I was recently inspired by these words of the noted writer, Helen Keller, whose life inspired the play and movie The Miracle Worker: “I know that life is given to us so that we may grow in love. And I believe that God is in me.” Continuing. she wrote “…the sun is in the color and fragrance of a flower, the Light in my darkness, the Voice in my silence.” For many reasons, these words inspired me.
Lately I have enjoyed different moments chatting with a few of my high school peers. In our conversations, we decided it was glorious to be young. However, we also agreed that there is also glory in maturity, despite its losses, aches, and diminishments.
There comes a time when we are immersed in the years of our retirement. This period of life is quieter and slower than the unfurling of our youth.
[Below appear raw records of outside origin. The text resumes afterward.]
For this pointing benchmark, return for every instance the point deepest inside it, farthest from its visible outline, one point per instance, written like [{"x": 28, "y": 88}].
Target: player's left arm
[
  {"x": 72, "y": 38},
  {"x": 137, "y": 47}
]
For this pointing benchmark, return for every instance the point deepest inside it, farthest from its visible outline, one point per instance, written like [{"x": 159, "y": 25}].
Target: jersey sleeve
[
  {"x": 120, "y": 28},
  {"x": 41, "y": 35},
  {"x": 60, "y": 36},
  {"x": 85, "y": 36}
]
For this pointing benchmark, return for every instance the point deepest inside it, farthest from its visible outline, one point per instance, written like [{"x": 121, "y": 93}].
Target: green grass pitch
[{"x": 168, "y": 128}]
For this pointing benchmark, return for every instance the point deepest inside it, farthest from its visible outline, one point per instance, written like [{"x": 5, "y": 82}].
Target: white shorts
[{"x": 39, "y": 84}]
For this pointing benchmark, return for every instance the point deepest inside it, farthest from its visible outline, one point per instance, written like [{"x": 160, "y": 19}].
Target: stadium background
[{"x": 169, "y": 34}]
Many of our families that have shared a large part of our lives are gone. But their words of wisdom live on in our memories.
In their own way, they gave us many of the pieces which fashioned who we are, sometimes knowingly and sometimes unknowingly. They loved us and their love molded us. Eventually many completed their own journey and left us reminiscences which occasionally stir in our hearts. The author William James gives this simple advice: “If we can change our minds, we can change our life.”
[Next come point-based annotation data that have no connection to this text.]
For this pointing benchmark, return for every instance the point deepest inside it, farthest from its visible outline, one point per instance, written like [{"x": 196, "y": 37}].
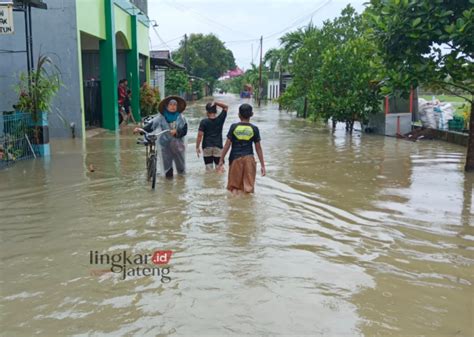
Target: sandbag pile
[{"x": 435, "y": 114}]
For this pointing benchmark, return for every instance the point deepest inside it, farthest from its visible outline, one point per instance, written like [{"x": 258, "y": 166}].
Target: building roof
[{"x": 33, "y": 3}]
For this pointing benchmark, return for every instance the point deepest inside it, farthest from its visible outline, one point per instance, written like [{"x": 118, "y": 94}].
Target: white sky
[{"x": 237, "y": 20}]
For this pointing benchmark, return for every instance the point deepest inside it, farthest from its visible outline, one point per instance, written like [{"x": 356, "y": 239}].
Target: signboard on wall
[{"x": 6, "y": 18}]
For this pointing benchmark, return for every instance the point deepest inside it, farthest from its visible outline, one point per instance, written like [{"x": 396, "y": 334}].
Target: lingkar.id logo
[{"x": 132, "y": 265}]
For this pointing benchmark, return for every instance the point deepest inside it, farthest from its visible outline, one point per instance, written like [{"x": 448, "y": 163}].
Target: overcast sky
[{"x": 238, "y": 21}]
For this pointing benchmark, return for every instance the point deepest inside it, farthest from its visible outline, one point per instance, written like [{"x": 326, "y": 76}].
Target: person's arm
[
  {"x": 258, "y": 148},
  {"x": 226, "y": 148},
  {"x": 181, "y": 132},
  {"x": 198, "y": 142}
]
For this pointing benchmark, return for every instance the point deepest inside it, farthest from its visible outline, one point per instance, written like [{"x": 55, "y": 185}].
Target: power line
[
  {"x": 211, "y": 21},
  {"x": 159, "y": 37},
  {"x": 298, "y": 21}
]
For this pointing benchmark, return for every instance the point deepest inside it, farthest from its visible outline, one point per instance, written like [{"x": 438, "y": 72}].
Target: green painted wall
[
  {"x": 103, "y": 19},
  {"x": 90, "y": 17},
  {"x": 108, "y": 71}
]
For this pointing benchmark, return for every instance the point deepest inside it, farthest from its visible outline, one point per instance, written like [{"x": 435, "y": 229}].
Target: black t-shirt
[
  {"x": 242, "y": 136},
  {"x": 212, "y": 129}
]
As our maturing group examined our own retirements, we agreed that retirement is a quieter process than the excitement of youth or the display of midlife competency. Some of my peers see these later years as a time of releasing, instead of acquiring, as growing lighter rather than gathering seriousness.
“Nothing is made in vain” voices Sirach from the Scriptures. Each in its turn is good. While embracing the splendor of youth is easy, my friends and I decided we must also make friends with the years of our diminishment. We do this through a graceful surrender and while it is happening still let ourselves be ourselves. Douglas Adams, the author of The Hitchhiker’s Guide to the Universe, wrote, “I may not have gone where I intended to go, but I think I ended where I needed to be.”
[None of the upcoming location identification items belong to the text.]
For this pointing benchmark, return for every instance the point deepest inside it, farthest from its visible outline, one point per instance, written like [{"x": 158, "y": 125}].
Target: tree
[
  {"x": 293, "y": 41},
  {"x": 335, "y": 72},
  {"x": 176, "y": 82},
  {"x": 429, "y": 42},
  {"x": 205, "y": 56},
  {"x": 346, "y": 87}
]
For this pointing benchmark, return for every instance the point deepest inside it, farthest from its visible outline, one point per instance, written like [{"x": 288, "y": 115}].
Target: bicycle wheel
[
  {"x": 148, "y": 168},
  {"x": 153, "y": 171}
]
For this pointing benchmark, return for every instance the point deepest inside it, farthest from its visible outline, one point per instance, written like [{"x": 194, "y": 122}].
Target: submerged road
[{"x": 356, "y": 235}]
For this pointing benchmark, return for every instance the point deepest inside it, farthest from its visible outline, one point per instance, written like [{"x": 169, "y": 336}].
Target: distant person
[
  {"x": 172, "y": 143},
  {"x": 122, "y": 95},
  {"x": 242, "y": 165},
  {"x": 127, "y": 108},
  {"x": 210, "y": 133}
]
We are in this world, whether young or retired, as pilgrims on our way home. To inspire us, Jesus in his transfiguration shows us a vision of the shore. Within this image we see the beauty of God momentarily flashed out in the person of Jesus. If life and death are to have meaning for us, we embrace these words of St. Paul: “I consider that what we suffer at the present time cannot be compared at all with the glory that awaits us.” (Romans 8:18)
Be who you are and be that well, as a testament to the master craftsman who created you.